A Third Circuit Debate About Waiver (or Forfeiture) of Arguments Not Raised Below

Tri-M Group, LLC v. Sharp, 638 F.3d 406 (3d Cir. 2011).  In this case, the Third Circuit affirmed a district court ruling that Delaware’s Prevailing Wage Regulations unlawfully discriminated against out-of-state contractors, in violation of the dormant Commerce Clause.  For appellate practitioners, however, the interesting aspect of this case is the debate between Judge Rendell, who wrote the majority opinion, and Judge Hardiman, who issued a concurrence, on the question of whether Delaware should have been held to have waived or, as Judge Hardiman put it, “forfeited,” one of its arguments.

Judge Rendell noted that arguments raised for the first time on appeal are waived absent “exceptional circumstances.”  The waiver principle, she wrote, is an issue of discretion and “may be relaxed whenever the public interest or justice so warrants.”  Judge Rendell found multiple reasonsnot to apply the waiver doctrine in this case.  Her discussion offers a checklist of justifications that appellate practitioners may find useful in defending their ability to present new contentions on appeal. 
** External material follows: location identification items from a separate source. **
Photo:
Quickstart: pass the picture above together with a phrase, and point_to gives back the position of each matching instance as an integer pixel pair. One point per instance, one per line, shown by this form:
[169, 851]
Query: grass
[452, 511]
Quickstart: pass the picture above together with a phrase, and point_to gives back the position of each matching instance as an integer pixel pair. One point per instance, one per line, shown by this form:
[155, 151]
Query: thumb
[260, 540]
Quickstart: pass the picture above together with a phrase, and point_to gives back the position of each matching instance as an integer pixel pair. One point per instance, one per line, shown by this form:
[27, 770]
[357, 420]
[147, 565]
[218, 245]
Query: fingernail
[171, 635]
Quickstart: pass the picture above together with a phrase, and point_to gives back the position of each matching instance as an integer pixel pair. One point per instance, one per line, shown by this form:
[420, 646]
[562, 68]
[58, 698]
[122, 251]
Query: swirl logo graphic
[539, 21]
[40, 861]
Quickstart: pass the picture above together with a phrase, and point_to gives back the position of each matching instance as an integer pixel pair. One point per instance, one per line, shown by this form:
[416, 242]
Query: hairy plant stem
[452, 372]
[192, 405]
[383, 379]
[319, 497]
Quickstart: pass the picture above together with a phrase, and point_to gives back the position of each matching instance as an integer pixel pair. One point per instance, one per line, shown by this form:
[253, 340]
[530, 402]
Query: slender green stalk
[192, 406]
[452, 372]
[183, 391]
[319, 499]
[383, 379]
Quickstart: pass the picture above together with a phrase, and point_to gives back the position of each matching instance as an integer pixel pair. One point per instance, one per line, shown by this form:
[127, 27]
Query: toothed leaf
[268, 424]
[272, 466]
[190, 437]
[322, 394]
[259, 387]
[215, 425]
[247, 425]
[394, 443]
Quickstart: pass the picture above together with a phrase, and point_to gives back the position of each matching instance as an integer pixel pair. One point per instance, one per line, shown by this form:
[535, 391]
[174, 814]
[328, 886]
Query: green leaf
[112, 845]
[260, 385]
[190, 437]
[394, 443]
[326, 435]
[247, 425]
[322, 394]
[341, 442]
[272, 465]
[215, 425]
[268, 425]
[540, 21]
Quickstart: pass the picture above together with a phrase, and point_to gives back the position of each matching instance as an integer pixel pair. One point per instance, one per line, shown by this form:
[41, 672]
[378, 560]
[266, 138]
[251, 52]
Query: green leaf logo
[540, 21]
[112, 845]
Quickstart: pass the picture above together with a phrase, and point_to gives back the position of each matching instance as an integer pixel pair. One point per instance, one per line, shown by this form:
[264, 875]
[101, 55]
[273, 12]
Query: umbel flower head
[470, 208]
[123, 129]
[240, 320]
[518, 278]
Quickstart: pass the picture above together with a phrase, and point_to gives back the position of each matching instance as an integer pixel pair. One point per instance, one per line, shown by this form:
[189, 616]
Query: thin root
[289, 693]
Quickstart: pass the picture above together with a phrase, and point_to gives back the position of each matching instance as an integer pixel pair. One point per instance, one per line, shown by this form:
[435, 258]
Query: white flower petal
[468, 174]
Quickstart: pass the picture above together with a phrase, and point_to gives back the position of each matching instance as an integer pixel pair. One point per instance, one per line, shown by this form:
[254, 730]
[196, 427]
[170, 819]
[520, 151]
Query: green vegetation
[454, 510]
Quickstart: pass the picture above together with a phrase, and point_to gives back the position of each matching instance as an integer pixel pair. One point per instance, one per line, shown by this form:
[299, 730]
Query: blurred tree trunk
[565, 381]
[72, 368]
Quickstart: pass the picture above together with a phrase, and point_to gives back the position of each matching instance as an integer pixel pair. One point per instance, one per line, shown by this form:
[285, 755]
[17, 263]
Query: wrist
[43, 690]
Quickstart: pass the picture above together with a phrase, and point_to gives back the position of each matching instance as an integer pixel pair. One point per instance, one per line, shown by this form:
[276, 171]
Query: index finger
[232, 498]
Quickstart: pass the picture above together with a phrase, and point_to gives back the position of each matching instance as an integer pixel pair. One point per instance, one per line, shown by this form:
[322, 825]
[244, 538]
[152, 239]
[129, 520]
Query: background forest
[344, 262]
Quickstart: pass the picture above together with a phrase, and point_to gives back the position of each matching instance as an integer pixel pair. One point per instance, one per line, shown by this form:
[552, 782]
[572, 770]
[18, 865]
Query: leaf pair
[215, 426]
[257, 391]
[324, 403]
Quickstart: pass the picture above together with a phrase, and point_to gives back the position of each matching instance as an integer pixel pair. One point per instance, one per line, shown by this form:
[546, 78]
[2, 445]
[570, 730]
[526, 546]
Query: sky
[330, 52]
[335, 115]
First, there was a strong public interest in considering all arguments, since the case involved “crucial and unresolved issues of state sovereignty and state procurement spending, and tests the limits of the dormant Commerce Clause in this field.”  Given that public interest, it was better to address the issue than to ignore it.  Second, the fact that the Third Circuit has not yet considered an issue may itself be an “institutional consideration” that would constitute exceptional circumstances.  Third, citing another recent Third Circuit case that had declined to bar a newly-raised argument, Judge Rendell found that the omitted argument in Tri-M Group was sufficiently “intertwined” with other contentions that had been made below so as to counsel against a finding of waiver.  Fourth, the Third Circuit has been “reluctant to apply the waiver doctrine when only an issue of law is raised.”  Judge Rendell found that Delaware’s new argument presented only a “pure question of law.”  Finally, addressing that pure legal issue would “conserve judicial resources.”

Judge Hardiman concurred in the ultimate result, but viewed the waiver issue very differently.  He agreed that the appeal “implicates significant issues of state sovereignty” and “raises a pure question of law,” but found that those facts did not constitute “exceptional circumstances.”  To him, because the construction project at issue had been completed, all that was at issue was “some $10,000 in wages” that had been paid to six apprentices.  The legal issue that Delaware belatedly raised could be presented in another case, on a full trial court record.

Judge Hardiman also saw nothing to indicate that Delaware had inadvertently failed to make its argument below.  That argument was a “recognized exception” to the dormant Commerce Clause, and it was therefore “unlikely” that Delaware’s counsel had simply missed it.  It was just as plausible that Delaware had decided to pursue other arguments after evaluating the merits of that particular contention.  He quoted a vivid simile:  a party may not “jump from theory to theory like a bee buzzing from flower to flower” absent exceptional circumstances.  In his view, Delaware had “forfeited” its argument rather than waiving it, since forfeiture is the failure to assert a right in timely fashion, while waiver connotes an intentional relinquishment or abandonment of a right.